Volume 25, Number 3 December 2003
Briefs
Fired by the pastor?
When it happened to pastoral ministers Ann Cass and St. Joseph Sr. Judy Molosky, they took action. And they came to conference to share their stories. Cass and four other parish workers were fired in what was later seen as a unionbusting effort by the Brownsville, Texas diocese. The parish and the United Farm Workers Union rapidly mobilized and eventually won landmark protections including reinstatement, back pay and new rules that no new pastor can fire a parish worker during his first 90 days.
In Los Angeles, Molosky kept her 2,300-family parish together for over a year after the pastor was removed for having an affair with the parish secretary. When a new pastor, John Love, arrived last June, he fired Molosky saying the parish “couldn’t afford to keep her.” Molosky’s CSJ community stood behind her, wrote to Cardinal Mahony and took her story public in the L.A. Times. The result? New policies are being written to prevent such firings in the future. Fr. Love (who Molosky says graduated from an “Opus Dei seminary”) was transferred to Catholic University for further (more enlightened?) study. Molosky is still looking for a job.
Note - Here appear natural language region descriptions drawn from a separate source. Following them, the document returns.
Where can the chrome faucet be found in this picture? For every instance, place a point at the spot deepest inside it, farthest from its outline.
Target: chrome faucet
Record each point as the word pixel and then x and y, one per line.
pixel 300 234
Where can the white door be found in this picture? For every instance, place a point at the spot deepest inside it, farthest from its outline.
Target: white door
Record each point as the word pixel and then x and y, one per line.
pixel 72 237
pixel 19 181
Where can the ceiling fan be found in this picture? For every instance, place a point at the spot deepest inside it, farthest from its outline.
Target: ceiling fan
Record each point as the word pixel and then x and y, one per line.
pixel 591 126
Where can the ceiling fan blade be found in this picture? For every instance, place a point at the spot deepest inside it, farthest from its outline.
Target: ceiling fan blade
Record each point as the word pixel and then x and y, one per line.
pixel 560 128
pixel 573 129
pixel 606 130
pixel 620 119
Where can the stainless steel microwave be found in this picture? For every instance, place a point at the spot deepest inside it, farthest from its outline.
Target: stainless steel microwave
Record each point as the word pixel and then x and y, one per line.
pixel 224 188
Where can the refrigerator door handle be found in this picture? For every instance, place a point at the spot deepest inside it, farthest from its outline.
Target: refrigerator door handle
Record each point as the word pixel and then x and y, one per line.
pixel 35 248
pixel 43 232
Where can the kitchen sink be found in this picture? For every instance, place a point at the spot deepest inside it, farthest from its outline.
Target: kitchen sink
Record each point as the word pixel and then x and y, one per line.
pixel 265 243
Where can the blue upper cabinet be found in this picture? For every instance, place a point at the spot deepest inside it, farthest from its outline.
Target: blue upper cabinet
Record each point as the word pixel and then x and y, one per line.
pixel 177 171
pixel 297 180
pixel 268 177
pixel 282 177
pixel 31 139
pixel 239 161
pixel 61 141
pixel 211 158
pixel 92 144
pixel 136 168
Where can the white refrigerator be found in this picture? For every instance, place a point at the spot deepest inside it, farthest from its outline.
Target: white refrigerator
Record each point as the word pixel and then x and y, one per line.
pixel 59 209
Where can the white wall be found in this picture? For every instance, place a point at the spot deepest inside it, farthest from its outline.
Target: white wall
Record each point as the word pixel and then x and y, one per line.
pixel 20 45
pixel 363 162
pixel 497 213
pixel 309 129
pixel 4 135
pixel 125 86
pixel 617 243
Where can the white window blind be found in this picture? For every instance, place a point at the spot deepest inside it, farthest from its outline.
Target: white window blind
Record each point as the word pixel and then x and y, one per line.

If you have a story to share of a church worker unjustly fired, Chris Schenk is collecting those accounts. Contact chris@futurechurch.org
Contemplative activists
Providence Sr. Kathleen Desautels recently served six months in federal prison for civil disobedience at School of the Americas in Georgia in 2002. “Prison life slows you down,” she told her CTA audiences. “It was an extraordinary time in my life. Our faith calls us to be mystic, contemplative activists, to reflect on the evening news.” Recalling the Catholic Action adage, “See, judge, act,” she said: “Sometimes it doesn't work in that order: sometimes we need to act first and then reflect on what made us do it.”